My wife, Amber, and I, along with our two children, recently returned to Liberia — where I contracted Ebola one year ago — to visit friends and colleagues. We had the opportunity to say thank you and to express our deep gratitude to the many who cared for me in my illness, who fasted and prayed for me in their churches and who took action in official capacities to allow a patient sick with Ebola to be evacuated across the Atlantic Ocean. Though too short, it was a meaningful reunion. Coming back to the place we called home for a little less than a year brought many memories: familiar faces, familiar scenery, the memorable finger-snap handshake common across that part of the world. But there were also unfamiliar experiences: chlorinated hand-washing stations outside every business, church and public building; fewer embraces than one might have expected for such a joyful reunion; the missing faces of those who fell prey to the savage predator of Ebola.

A billboard aimed at educating Liberians about the treatment of Ebola, in Monrovia, Liberia, on July 10. (Ahmed Jallanzo/European Pressphoto Agency)
A billboard aimed at educating Liberians about the treatment of Ebola, in Monrovia, Liberia, on July 10. (Ahmed Jallanzo/European Pressphoto Agency)

Despite a few imported cases of the disease (like my own) and a couple of cases diagnosed here (like those of the heroic nurses in Dallas) in 2014, Ebola seems to have already been relegated to the history books in the United States. But as we approach the one-year anniversary of Ebola “coming to America” (we often forget that it has been present in research laboratories around the country for decades), it seems important to remind the world that the outbreak is not over in West Africa, where its effects continue to be far-reaching.

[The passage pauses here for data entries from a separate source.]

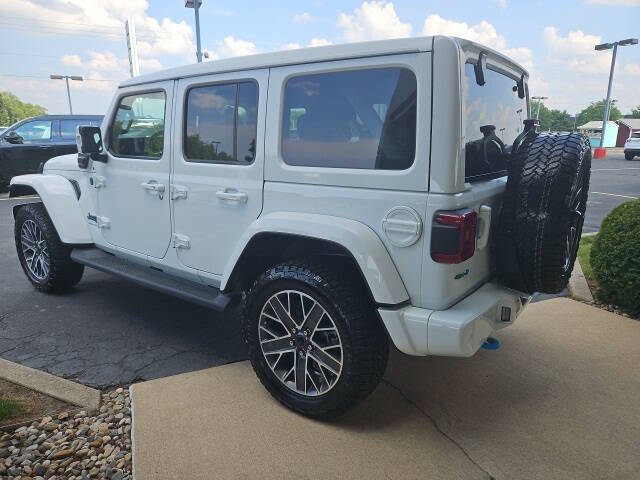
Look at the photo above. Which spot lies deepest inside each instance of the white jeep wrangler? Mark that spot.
(349, 196)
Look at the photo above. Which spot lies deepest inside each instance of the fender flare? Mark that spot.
(60, 201)
(365, 246)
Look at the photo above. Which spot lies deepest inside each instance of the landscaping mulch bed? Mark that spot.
(72, 444)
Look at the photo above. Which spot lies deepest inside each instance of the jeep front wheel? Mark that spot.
(314, 340)
(44, 258)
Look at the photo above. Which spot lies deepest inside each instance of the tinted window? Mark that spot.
(494, 104)
(355, 119)
(138, 127)
(221, 123)
(69, 127)
(34, 131)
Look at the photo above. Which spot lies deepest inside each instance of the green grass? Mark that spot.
(584, 256)
(9, 408)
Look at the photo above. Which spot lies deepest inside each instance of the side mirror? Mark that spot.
(89, 142)
(13, 137)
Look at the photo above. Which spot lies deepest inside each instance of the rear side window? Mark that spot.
(220, 123)
(138, 127)
(354, 119)
(68, 128)
(493, 116)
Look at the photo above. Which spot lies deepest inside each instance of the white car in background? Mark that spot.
(632, 146)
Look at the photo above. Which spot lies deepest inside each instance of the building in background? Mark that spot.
(626, 128)
(593, 130)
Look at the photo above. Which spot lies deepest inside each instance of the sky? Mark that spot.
(554, 40)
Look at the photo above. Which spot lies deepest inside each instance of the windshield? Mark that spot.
(492, 118)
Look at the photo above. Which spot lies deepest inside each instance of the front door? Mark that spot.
(133, 185)
(218, 165)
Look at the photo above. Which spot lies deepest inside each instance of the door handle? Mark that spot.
(154, 187)
(232, 195)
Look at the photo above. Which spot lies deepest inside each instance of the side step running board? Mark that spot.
(210, 297)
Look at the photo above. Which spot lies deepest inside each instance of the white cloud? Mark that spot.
(632, 69)
(71, 60)
(373, 20)
(303, 18)
(319, 42)
(617, 3)
(483, 32)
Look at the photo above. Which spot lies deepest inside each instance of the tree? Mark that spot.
(554, 120)
(595, 111)
(13, 110)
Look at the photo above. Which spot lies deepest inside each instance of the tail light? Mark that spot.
(453, 236)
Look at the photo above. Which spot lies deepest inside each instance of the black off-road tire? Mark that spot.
(343, 296)
(543, 212)
(63, 272)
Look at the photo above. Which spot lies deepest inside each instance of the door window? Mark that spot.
(351, 119)
(220, 123)
(137, 129)
(68, 128)
(35, 131)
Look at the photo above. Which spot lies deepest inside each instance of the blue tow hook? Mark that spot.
(491, 344)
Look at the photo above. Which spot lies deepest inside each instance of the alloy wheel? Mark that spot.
(300, 342)
(35, 250)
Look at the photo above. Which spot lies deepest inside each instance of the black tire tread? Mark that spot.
(344, 292)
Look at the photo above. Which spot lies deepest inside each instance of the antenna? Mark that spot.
(132, 47)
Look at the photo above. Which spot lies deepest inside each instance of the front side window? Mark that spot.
(351, 119)
(68, 128)
(138, 127)
(35, 131)
(220, 124)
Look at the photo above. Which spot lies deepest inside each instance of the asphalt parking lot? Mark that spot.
(108, 332)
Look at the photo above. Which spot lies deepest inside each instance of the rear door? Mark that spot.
(218, 164)
(133, 186)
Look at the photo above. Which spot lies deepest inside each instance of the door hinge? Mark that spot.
(178, 191)
(181, 241)
(98, 182)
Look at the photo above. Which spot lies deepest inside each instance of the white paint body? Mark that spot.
(427, 307)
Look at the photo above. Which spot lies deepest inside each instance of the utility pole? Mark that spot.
(196, 4)
(78, 78)
(608, 46)
(132, 47)
(539, 101)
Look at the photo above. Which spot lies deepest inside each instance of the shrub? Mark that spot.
(615, 257)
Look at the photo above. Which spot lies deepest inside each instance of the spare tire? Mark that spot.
(542, 212)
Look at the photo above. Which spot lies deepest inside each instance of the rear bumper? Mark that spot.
(458, 331)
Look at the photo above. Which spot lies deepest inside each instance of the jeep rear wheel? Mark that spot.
(44, 258)
(313, 338)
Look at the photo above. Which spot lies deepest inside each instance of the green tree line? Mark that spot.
(12, 109)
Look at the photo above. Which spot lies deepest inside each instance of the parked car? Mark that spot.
(632, 146)
(28, 144)
(349, 196)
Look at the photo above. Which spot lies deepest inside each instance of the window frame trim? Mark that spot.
(115, 112)
(235, 120)
(339, 70)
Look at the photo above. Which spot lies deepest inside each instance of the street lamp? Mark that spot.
(78, 78)
(601, 152)
(539, 101)
(196, 6)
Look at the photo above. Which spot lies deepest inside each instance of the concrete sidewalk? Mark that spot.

Guinea and Sierra Leone continue to see 20 to 30 new Ebola cases each week. And Liberia, declared Ebola-free by the World Health Organization on May 9, is once again fighting the virus within its borders. All told, there have been more than 27,600 cases in West Africa, with more than 11,200 people losing their lives, including more than 500 health workers. Though staggering, these numbers hardly reflect the total impact of Ebola on West Africa. Thousands more have died from malaria, typhoid, complications of childbirth and other conditions that have gone untreated due to the breakdown of the health systems of the three most heavily affected countries.

Even if this epidemic continues, it is unlikely to return to the magnitude it reached last summer, with hundreds of new cases appearing each week. But what is probable is the destabilization of the region. A constantly present, endemic threat such as Ebola can prevent the rebuilding of resilient health systems in affected countries. And without well-functioning health systems, society becomes like a stool with a missing leg. It may appear to stand, but under the slightest pressure it will topple.

And so we in the United States have a decision to make. We must decide what our response will be to this ongoing tragedy on the other side of the world. Will we allow fear to paralyze us, leaving the vulnerable to suffer alone? Will we settle into a sense of indifference, caring not what will come of our neighbors in need? Or will compassion win out, moving us to action — not simply for self-preservation and the prevention of global pandemics, but for the good of humanity, for the dignity of mankind and for the well-being of others?

As we as a global community seek to learn the lessons of this epidemic, let us not fail to recognize and extinguish the ongoing threat. Let us choose compassion over fear or apathy.

Kent Brantly is a doctor with the international relief organization Samaritan’s Purse. He is the author, with his wife, Amber, of the book “Called for Life” about his experience with Ebola.